Le public du club Le Yoyo monte sur scène durant un concert de Mass Hysteria, le 7 juin 2019. (MATHIEU MESSAGE / FRANCE TV INFO)

Justement, en termes de merchandising, vous sortez une bière et proposez des soins pour la barbe. Pourquoi ce choix ?

YH : Les gens parlent vachement, mais il faut savoir qu'on est obligé d'aller chercher des partenaires financiers pour vivre.

MK : Quand la tournée s'arrête, on n'a plus de cachets concert. On doit donc bosser à côté…

YH :  Pour la bière, on a voulu valoriser les artisans. Elle est faite avec un brasseur français, fan de métal et biker, qu'on a rencontré au Mondial du tatouage. C'est pareil pour la cire à barbe ou le reste.

MK : Ça reste correct… On n'est pas allés faire des dessous de tasses avec nos tronches, comme Frank Michael !

Peut-être que ça fait partie, là aussi, d'une peur de voir votre image dénaturée…

YH : Sûrement, oui… Mais, il n'y a pas de raison.

Après le Hellfest, quel est le programme ?

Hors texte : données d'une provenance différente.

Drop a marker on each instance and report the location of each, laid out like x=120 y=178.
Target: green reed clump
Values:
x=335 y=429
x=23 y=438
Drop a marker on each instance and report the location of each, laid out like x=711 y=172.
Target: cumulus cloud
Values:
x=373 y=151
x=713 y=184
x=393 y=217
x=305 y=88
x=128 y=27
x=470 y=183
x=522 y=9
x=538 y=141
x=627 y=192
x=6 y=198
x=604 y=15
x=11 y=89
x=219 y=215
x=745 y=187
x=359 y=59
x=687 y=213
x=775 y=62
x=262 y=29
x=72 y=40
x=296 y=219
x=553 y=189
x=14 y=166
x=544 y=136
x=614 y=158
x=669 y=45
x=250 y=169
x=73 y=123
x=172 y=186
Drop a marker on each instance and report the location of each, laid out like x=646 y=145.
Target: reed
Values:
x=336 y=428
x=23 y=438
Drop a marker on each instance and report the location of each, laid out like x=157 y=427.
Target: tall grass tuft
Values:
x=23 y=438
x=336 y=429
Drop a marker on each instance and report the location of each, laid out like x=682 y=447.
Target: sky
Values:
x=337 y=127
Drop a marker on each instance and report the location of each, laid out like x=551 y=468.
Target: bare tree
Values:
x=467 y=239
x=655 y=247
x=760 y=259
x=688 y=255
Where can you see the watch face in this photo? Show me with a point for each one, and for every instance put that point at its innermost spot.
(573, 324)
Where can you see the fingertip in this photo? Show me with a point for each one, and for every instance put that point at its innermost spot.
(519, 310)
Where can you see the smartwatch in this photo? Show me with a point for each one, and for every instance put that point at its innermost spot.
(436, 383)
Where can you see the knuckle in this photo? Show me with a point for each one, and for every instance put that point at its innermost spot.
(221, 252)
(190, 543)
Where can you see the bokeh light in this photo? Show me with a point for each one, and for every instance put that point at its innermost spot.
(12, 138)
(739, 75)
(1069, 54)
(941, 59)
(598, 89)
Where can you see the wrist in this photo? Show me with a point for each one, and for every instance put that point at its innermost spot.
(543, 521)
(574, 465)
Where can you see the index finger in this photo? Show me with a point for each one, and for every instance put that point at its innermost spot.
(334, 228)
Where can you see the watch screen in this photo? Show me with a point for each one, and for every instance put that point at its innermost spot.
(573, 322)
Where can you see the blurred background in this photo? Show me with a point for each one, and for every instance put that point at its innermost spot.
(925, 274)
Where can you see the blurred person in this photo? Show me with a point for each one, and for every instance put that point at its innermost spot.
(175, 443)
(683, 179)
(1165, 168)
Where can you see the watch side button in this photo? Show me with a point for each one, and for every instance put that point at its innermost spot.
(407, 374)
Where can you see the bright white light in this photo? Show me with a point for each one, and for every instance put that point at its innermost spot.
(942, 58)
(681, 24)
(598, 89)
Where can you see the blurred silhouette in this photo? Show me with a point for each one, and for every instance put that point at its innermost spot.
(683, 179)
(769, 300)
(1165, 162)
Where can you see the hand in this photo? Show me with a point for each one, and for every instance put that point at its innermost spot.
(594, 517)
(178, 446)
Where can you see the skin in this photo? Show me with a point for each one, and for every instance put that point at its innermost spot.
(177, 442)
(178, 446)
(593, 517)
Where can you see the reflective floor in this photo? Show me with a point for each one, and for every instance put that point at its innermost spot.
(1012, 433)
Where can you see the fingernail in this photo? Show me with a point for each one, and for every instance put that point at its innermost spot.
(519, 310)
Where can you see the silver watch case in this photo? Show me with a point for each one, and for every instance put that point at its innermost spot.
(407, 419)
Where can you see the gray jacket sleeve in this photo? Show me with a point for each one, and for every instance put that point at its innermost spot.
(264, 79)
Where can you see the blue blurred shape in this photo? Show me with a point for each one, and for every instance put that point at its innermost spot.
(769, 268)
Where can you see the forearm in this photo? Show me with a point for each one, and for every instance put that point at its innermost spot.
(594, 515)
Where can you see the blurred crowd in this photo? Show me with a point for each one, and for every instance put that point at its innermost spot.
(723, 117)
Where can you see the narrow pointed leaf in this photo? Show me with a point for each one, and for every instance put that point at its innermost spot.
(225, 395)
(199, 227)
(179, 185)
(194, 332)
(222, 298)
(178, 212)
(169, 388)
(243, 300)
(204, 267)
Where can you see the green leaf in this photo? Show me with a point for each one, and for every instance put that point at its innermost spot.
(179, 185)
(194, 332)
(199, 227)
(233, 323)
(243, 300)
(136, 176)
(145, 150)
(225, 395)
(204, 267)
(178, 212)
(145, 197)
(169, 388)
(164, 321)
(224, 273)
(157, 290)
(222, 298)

YH : On enchaîne avec les Eurockéennes de Belfort, Musilac, les Francofolies… Evidemment, le Hellfest c'est la messe. Et puis, on continuera notre petite tournée…

MK : On fait un Zénith à la fin de l'année, c'est un gros défi pour un groupe comme nous. Si quelqu'un m'avait dit ça il y a quelques années, je lui aurais rigolé au nez !

Pas encore d'idées pour un nouvel album ?

YH : On digère d'abord Maniac. Je pense qu'on prendra une petite pause pour bien se préparer, parce que le dixième album est un évènement un peu spécial. On rêvait d'aller jusqu'à dix albums, donc ce sera particulier, peut-être le dernier… On ne sait pas. On est aussi à un âge où on ne peut pas vraiment faire autre chose comme boulot. En tout cas, l'âge ne pose vraiment aucun souci pour être sur scène. Lemmy Kilmister (Motörhead) disait : "si à cinquante ans tu trouves que t'es trop vieux pour faire du rock, c'est que tu es déjà vieux". Je suis fan, il a totalement raison.

Mass Hysteria sera au Hellfest (Clisson) le 21 juin 2019, puis aux Eurockéennes, Musilac et les Francofolies de La Rochelle cet été.